However, reports from Playa del Carmen and other beach destinations in the state have added another concern to the list of worries: the return of sargassum which has blighted beaches in the area for several years.
As of this week, 5,678 tonnes of sargassum have been removed from the region’s beaches since the algae first washed up in May, according to a report by the navy.
Photos published on Facebook by the Citizens’ Sargassum Observatory showed the foul-smelling weed on several beaches.
“Seven workers and a single tractor is all they have on the ground to collect the sargassum in Playa del Carmen,” the organization reported, posting an image of a group of people attacking the seaweed with shovels.
The upscale, gated community of Playacar has also seen its beaches covered in a blanket of sargassum this month.
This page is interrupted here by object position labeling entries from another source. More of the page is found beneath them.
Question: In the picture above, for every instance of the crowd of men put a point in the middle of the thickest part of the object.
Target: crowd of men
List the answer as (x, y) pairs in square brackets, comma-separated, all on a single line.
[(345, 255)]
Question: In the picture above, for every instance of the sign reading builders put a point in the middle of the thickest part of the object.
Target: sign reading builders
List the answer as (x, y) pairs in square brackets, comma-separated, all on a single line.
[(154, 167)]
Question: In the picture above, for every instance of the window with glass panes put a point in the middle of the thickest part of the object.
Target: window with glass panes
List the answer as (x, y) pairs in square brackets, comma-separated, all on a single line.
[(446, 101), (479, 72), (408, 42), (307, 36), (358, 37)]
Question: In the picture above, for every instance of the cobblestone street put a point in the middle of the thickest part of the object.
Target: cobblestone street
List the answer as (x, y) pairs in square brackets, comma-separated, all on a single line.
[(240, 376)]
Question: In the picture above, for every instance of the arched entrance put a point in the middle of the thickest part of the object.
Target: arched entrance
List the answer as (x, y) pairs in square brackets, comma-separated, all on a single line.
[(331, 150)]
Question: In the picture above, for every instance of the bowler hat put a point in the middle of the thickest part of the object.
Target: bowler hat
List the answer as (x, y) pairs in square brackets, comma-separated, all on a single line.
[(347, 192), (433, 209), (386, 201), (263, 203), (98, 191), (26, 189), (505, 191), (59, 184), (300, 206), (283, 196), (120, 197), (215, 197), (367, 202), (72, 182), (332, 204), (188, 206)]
So far, Playa del Carmen, the Riviera Maya and Akumal have recorded the highest concentrations of sargassum, which can cause irritation if it comes in contact with the skin.
There were significant quantities in Punta Piedra, Tulum, and an image captured from Krystal Hotel and Resorts, in Punta Cancún, showed a long line of sargassum on its white sand beaches, although the seaweed problem there was minimal compared to other areas.
Puerto Morelos, Cozumel, Holbox and Punta Allen have also seen low quantities of seaweed, and Isla Mujeres and Isla Contoy have so far been immune, according to reports.
The navy warned this week that large accumulations of sargassum will hit the Quintana Roo coast over the next three months. According to forecasts, the most affected beaches will be in Solidaridad, where Playa del Carmen is located, Cozumel, Tulum and Othón P. Blanco.
“With cleaning of the sea in the Mexican Caribbean area as a priority, naval personnel work constantly for the eradication of the algae with the support of state, municipal and civil organizations,” the Navy said. More than 20,000 people have been involved in the coastal cleanup.
Additionally, Navy marines have installed 4,252 meters of floating barriers at sea to stop the seaweed from washing up on beaches.
The navy also uses flyovers to determine the position of the seaweed, and deploys sargassum-seeking ships to intercept the floating brown algae before it blights the coastline.